Doğru kullanılmadığı takdirde ekonomiye para kazandırmak ve faiz oranlarını düşürmek beklenmedik ve istenmeyen sonuçlar doğurabilir. Artıları ve eksileri aşağıdadır.
Potansiyel Avantajlar ve Pozitif Etkiler:
- Daha çok borç verme: Merkez bankası tarafından gerçekleştirilen varlık alımları sayesinde artan fonları nedeniyle bankalar daha çok kredi verme konusunda desteklenir.
- Daha çok borçlanma: Tüketiciler ve işletmeler, faiz oranları düşük olduğunda daha çok borçlanma eğilimi gösterirler.
- Daha çok harcama: Tüketiciler, tüm bu borç alma ve vermenin daha çok para yaratması nedeniyle harcamalarını arttırırlar. Daha düşük faiz oranlarıyla, parayı tasarruf hesabında atıl halde bırakmak çekici gelmez.
- İş büyümesi: İşletmeler krediler ve tüketici harcamalarındaki artış sayesinde daha çok ana paraya sahip oldukça, daha çok çalışan alma ve genişleme konusunda desteklenirler.
Potansiyel Dezavantajları ve Negatif Etkileri
Birçok uzman, QE’nin sonunda ekonomiyi yok edecek yapısal sorunlar için bir kurtarma aracı olduğunu düşünüyor. Kötü alışkanlıklarından bazıları şunlardır:
- Enflasyon: QE tarafından yaratılan artmış para arzı doğal olarak enflasyon meydana getirir. Dolaşımda daha çok para olduğu fakat ürün arzında bir yükselme olmadığı için ürünler için rekabet artar. Daha yüksek talep daha yüksek fiyatlara sebep olur. Eğer düzgün idare edilmezse enflasyon oranları hızla yükselerek hiperenflasyona sebep olabilir.
- Zorunlu borç verme olmaması: QE’de ticari bankalar daha fazla kredi verebilmek için merkez bankalarından aldıkları paraları kullanmalıdır. Fakat süreç içinde onları bunu yapmaya zorunlu kılan bir yaptırım yoktur. Örneğin QE, ABD’de 2008 finansal krizinden sonra uygulandığında, çoğu banka elde ettikleri yeni geliri dağıtmak yerine elinde tutmuştur.
- Daha fazla borç: İyileşen borçlanma koşulları işletme ve tüketicileri satın alma güçlerinin üzerindeki miktarlarda borç almaya yönlendirebilir.

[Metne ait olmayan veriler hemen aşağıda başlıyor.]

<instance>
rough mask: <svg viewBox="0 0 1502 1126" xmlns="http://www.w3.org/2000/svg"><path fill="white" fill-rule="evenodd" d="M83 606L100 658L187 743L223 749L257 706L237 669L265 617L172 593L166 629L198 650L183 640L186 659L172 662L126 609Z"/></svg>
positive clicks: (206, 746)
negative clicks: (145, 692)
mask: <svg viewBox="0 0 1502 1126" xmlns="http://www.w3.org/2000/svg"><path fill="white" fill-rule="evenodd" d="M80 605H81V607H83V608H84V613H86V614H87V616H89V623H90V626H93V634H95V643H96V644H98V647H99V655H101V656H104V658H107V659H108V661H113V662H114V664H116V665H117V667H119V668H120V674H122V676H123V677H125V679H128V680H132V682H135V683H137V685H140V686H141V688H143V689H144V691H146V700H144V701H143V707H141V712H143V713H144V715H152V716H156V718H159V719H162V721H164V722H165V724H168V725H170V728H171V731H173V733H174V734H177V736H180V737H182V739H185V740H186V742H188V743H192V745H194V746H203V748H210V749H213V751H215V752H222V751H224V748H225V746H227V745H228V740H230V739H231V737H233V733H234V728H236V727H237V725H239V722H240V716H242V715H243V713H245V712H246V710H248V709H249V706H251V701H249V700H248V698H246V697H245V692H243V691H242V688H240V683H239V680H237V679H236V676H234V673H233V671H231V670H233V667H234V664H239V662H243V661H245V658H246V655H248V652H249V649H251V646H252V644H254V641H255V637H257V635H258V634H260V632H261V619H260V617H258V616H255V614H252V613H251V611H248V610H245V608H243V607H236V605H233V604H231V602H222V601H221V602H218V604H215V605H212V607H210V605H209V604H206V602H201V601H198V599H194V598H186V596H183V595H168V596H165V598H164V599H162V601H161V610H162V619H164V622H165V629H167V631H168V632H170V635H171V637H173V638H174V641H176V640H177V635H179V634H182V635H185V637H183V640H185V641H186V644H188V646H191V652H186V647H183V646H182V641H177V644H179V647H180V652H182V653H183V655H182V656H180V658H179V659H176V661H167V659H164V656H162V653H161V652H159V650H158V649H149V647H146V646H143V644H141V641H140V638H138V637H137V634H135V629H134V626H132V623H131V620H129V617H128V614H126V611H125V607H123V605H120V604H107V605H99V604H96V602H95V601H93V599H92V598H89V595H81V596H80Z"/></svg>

Bu da ekonomi üzerinde olumsuz sonuçlar doğurabilir.
- Diğer yatırım araçları üzerindeki etkileri: Bono piyasaları, QE politikaları uygulamalarının ardından sıklıkla görülen istikrarsızlık ve ani değişikliklere genellikle negatif tepki verir.
Örnekler
Merkez bankalarının parasal genişlemeyi kullandığı bazı ülkeler şunlardır:
- Japonya Merkez Bankası: 2001-2006 ve 2012 (Abenomics)

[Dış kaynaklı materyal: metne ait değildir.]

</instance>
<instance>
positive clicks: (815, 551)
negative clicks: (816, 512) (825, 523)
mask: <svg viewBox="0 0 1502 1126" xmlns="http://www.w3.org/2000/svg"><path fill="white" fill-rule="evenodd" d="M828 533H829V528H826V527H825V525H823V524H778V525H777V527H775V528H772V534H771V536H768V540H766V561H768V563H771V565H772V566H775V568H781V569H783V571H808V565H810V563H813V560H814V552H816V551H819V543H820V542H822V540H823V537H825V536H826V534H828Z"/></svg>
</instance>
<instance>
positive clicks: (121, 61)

QE çabaları finansal sorunları hafifletmemiştir. Japon Yeni, ABD Doları karşısında zayıflamış ve ithalat masrafları yükselmiştir. - Amerika Birleşik Devletleri 2008-2014
ABD, mortgage krizi ve devam eden resesyonu hedefleyerek üç tur QE uygulaması gerçekleştirmiştir. Ekonomi düzelmiştir fakat bunun QE’den kaynaklanıp kaynaklanmadığı tartışılır durumdadır. QE bankacılık uygulamaları kullanmayan Kanada’ya kıyasla belirgin bir fark mevcut değildir. - Avrupa Merkez Bankası 2015-2018
Euro bölgesi, istikrarlı enflasyon, azalan işsizlik ve güçlü bir 2017 ekonomisinin yanı sıra yetersiz maaş artışı ve artan faiz oranlarıyla artı ve eksi yönlere sahiptir.
Son Söz
Negatif bir para politikası olarak QE, bazı ekonomilerin toparlanmasına yardımcı olabilir, ancak gerçekten tartışmalı bir plandır ve sonuçları bile şüphelidir. Hiperenflasyon ve aşırı borç gibi bazı potansiyel riskler hala yıkıcı bir şekilde ortaya çıkıyor olsa da, QE kullanan bazı ülkelerde likidite sorunları ve finans sektörü üzerinde olumsuz etkiler var ve diğerleri. ve satış. Uzun vadeli etkiler o kadar uzak değildir ve EQ, kullanıldığı bağlama bağlı olarak farklı etkilere sahip olabilir.